In any moment of decision, the best thing you can do is the right thing, the next best thing is the wrong thing, and the worst thing you can do is nothing. Theodore Roosevelt
In the end, there's nothing to do but pick something obvious and get started. Somehow, the rest will work itself out. This morning, that means the half-fallen tree tangled up near our clearing. I've considered cutting it loose every time I've had a chainsaw in hand, and each time I've thought better of tackling it on my own. Today, Rick and his excavator makes short work of the problem while Tara and I watch in awe.
It's eerie how little physical effort is required. Inside the machine, Rick is just fiddling with some joysticks, levers, and pedals. Meanwhile, his excavator is literally ripping a tree from the earth, tearing it from roots which have been there for longer than I've been alive. In a matter of minutes, Rick has the tree hanging in mid-air like a twig, dangling in front of me to be cut into more manageable lengths with a chainsaw.

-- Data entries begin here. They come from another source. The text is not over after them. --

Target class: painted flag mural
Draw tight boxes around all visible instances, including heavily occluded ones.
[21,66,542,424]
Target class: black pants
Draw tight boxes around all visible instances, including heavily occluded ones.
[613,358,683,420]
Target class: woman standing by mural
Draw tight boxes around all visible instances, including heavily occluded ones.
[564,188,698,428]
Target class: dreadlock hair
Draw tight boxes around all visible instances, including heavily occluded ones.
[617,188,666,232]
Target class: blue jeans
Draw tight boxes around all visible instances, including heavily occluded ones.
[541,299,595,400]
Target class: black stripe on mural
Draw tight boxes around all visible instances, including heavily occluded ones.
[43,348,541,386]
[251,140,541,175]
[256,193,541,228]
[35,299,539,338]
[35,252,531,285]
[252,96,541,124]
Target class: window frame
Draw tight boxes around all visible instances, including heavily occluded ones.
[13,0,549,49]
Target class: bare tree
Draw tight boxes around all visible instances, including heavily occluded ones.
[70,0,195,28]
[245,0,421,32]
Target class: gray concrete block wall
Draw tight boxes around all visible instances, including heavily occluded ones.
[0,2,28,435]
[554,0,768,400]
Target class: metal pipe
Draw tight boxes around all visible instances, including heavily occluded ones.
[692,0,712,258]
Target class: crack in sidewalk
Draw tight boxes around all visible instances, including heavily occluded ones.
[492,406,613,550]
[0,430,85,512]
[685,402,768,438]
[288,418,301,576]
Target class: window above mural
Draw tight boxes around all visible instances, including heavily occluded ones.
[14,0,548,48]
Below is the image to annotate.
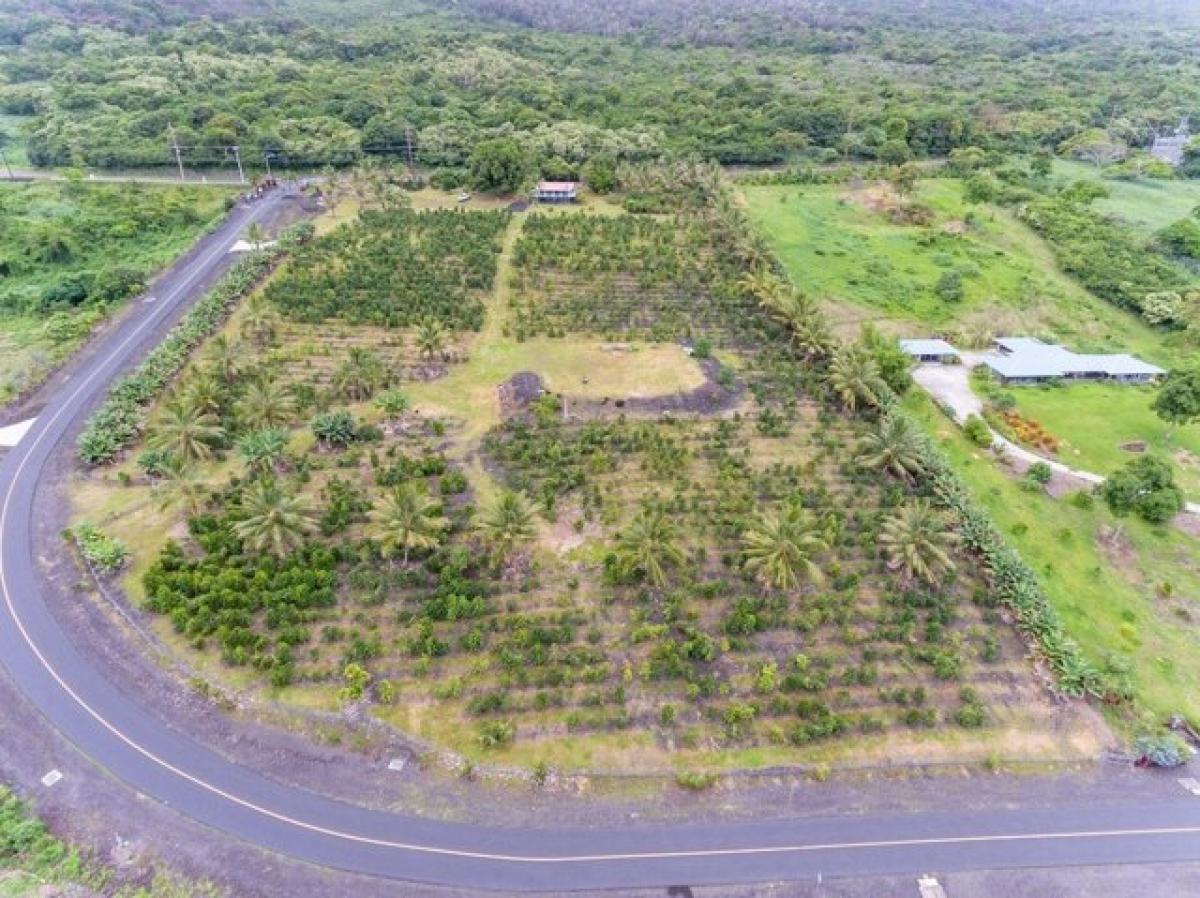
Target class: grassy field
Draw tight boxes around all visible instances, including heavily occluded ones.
[0,181,228,403]
[1009,384,1200,499]
[73,193,1105,771]
[905,391,1200,726]
[742,179,1182,364]
[1054,160,1200,237]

There are massive logs like this laying dead everywhere on our property. With the first tree finished, we repeat variations of this process for the balance of the day, focusing on the area around our drive. While Rick pilots the excavator, I attach chains to trees for dragging, cut them loose with our chainsaw, and generally try to absorb as much information as I can about how to safely complete this logging operation.
Though the work proceeds well, the day is not without its failures. Early in the afternoon, while Rick is turning the excavator with a lengthy tree-top in the bucket, the tip gets caught on a nearby tree trunk, cocking back like a catapult. Before I can react, it slips free, slingshotting directly into my chest with a crushing SMACK. It stings like hell and knocks the wind out of me, but thankfully, I'm mostly unscathed.

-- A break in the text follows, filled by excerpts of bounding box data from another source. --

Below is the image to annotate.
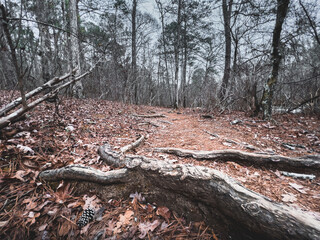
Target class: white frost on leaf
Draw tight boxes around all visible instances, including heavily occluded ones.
[17,144,34,155]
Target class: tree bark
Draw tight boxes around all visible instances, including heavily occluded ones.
[35,0,52,84]
[131,0,138,104]
[155,0,174,105]
[155,148,320,172]
[219,0,233,101]
[0,69,76,117]
[174,0,182,108]
[0,4,27,108]
[69,0,84,98]
[0,65,96,129]
[39,147,320,239]
[261,0,290,119]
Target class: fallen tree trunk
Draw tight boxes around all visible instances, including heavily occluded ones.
[0,69,76,117]
[154,148,320,171]
[39,146,320,239]
[133,114,166,118]
[0,62,95,129]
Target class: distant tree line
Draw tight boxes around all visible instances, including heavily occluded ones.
[0,0,320,119]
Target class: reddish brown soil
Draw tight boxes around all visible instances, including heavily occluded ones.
[0,92,320,239]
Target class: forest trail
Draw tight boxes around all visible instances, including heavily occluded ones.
[0,92,320,239]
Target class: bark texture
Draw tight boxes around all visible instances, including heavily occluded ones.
[40,147,320,239]
[261,0,290,119]
[219,0,233,101]
[70,0,84,98]
[155,148,320,171]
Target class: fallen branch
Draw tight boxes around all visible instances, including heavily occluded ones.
[155,148,320,170]
[120,136,144,153]
[40,165,127,184]
[0,62,96,129]
[287,95,320,113]
[132,114,166,118]
[39,147,320,239]
[0,69,77,117]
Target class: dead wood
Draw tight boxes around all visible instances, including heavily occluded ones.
[40,147,320,239]
[0,69,76,117]
[0,66,95,129]
[132,114,166,118]
[40,165,127,184]
[155,148,320,170]
[120,135,145,153]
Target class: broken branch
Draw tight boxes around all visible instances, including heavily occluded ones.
[40,146,320,239]
[120,135,144,153]
[155,148,320,170]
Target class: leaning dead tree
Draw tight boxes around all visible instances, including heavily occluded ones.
[0,63,97,129]
[39,145,320,239]
[0,69,75,117]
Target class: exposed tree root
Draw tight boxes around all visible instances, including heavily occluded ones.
[133,114,166,118]
[40,146,320,239]
[155,148,320,171]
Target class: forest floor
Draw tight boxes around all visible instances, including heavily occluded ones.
[0,91,320,240]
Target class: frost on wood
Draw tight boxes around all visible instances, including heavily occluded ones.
[39,165,127,184]
[155,148,320,170]
[40,146,320,239]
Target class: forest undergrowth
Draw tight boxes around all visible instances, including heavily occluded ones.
[0,91,320,239]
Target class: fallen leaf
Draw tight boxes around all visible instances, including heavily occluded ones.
[156,207,171,222]
[139,220,161,239]
[281,193,297,202]
[289,183,309,194]
[0,221,9,227]
[22,198,38,210]
[12,170,28,182]
[17,144,34,155]
[119,210,134,225]
[38,223,48,232]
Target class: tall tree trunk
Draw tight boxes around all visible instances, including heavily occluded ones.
[156,0,174,105]
[181,20,188,107]
[219,0,233,101]
[0,2,27,108]
[35,0,51,84]
[69,0,84,98]
[261,0,290,119]
[131,0,138,104]
[174,0,182,108]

Later in the day, I get my chainsaw snagged in a log just before the end of a cut. Unexpectedly, the piece breaks free and falls to the ground with my saw embedded in it. The handle strikes the dirt first, shattering into a million little pieces. It's over so fast that I'm not even sure what happened. The mistake will cost $150 to repair. Ugh. Better the saw than me, I guess.

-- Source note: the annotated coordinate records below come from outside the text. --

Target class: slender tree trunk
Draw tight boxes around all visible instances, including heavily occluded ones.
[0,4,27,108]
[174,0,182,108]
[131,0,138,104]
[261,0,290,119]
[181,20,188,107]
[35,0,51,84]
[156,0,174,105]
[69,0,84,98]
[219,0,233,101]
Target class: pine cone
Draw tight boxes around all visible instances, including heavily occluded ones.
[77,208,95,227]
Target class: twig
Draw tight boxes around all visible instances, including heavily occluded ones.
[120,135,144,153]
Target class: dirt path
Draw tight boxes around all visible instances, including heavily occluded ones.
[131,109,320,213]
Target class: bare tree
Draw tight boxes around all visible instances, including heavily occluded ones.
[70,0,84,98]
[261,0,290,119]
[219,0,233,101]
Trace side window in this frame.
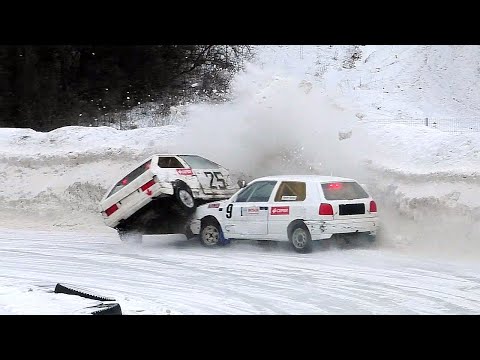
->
[158,156,183,169]
[235,183,259,202]
[275,181,307,202]
[235,181,277,202]
[108,160,151,196]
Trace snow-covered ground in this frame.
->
[0,46,480,314]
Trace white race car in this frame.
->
[100,154,239,239]
[189,175,379,253]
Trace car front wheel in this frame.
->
[200,222,222,247]
[289,223,313,254]
[175,186,195,214]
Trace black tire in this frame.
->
[54,284,115,301]
[173,184,196,215]
[288,222,313,254]
[199,221,222,247]
[117,229,142,243]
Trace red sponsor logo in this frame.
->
[177,169,193,175]
[270,206,290,215]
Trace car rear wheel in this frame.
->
[289,223,313,254]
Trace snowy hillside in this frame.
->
[0,45,480,314]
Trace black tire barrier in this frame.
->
[92,303,122,315]
[55,284,115,301]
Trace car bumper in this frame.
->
[305,217,379,240]
[189,219,202,235]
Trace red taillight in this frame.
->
[177,169,193,176]
[140,180,155,191]
[318,204,333,215]
[105,204,118,216]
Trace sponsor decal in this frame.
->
[270,206,290,215]
[177,169,193,175]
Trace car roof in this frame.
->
[150,154,207,159]
[252,175,355,183]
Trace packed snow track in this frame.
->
[0,229,480,315]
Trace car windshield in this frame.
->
[322,182,368,200]
[180,155,221,169]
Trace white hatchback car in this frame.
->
[100,154,240,238]
[190,175,379,253]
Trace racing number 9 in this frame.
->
[225,204,233,219]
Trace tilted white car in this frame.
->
[100,154,239,238]
[190,175,379,253]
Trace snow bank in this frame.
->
[0,46,480,257]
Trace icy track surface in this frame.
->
[0,230,480,315]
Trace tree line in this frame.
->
[0,45,251,131]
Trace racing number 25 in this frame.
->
[204,171,227,189]
[225,204,233,219]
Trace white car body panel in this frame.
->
[99,154,238,228]
[190,175,379,241]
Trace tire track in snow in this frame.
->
[0,231,480,314]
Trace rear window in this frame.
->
[180,155,221,169]
[322,182,369,200]
[107,160,152,197]
[275,181,307,201]
[158,156,183,169]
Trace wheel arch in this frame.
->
[287,219,310,239]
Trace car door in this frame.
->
[225,181,277,239]
[180,155,232,196]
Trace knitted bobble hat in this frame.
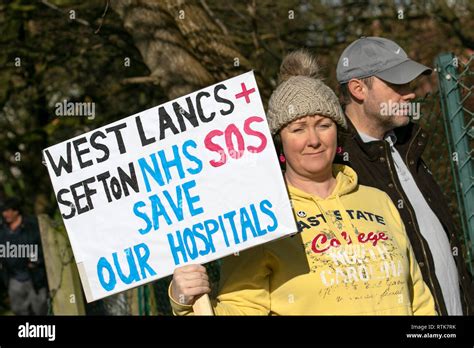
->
[267,50,347,134]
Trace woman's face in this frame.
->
[280,115,337,178]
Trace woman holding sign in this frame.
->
[170,51,436,315]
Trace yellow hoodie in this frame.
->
[171,165,436,315]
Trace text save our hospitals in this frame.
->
[45,70,296,300]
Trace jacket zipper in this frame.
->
[384,135,441,314]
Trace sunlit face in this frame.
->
[280,115,337,178]
[2,208,20,224]
[363,77,415,130]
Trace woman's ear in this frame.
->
[273,132,286,171]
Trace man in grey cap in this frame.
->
[336,37,474,315]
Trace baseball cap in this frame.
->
[336,36,432,85]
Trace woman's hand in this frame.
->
[171,265,211,305]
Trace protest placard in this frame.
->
[43,72,297,302]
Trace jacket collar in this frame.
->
[341,115,428,161]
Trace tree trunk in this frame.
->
[111,0,261,99]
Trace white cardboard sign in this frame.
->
[43,72,297,302]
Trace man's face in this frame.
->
[2,208,20,224]
[363,76,415,131]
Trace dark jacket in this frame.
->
[0,217,48,290]
[335,118,474,315]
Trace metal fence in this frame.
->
[436,53,474,274]
[71,54,474,315]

Despite injuries to myself and my chainsaw, the day is a success. Rick and I have dragged dozens of downed trees out of our woods and cut them into more manageable pieces. The work has undoubtedly saved us hundreds of hours of backbreaking labor. Even though this is exactly what we set out to do, I have some reservations about the process.
There is a certain amount of collateral damage that inevitably comes with using heavy machinery. In our case, it takes the form of small live trees being killed to aid in the removal of huge old and dead ones. Rick is a skilled excavator operator, but there is a limit to how deft he can be when maneuvering 6.5 tons of hydraulics and metal—especially with a thousand pound log in tow.
At one point this afternoon, there was a small tree, perhaps four inches in diameter, preventing us from removing a gigantic piece of timber. When it became clear that he couldn't work around it, Rick looked at me, made the sign of the cross, and yanked it out of the ground, tossing it aside like table scraps for a compost bin. For all the resistance it gave, the poor thing may as well have been a blade of grass.
If we had cleared the log by hand, we could have worked around the little tree, but moving that one piece of timber would easily translate into an entire day of hard labor. Multiple that by 100 or so and that's the current state of our land. Thinking pragmatically about the process, the effort saved is monumental, and so far, the cost seems small enough.
In any case, we accomplished a lot today, and I'm thoroughly exhausted.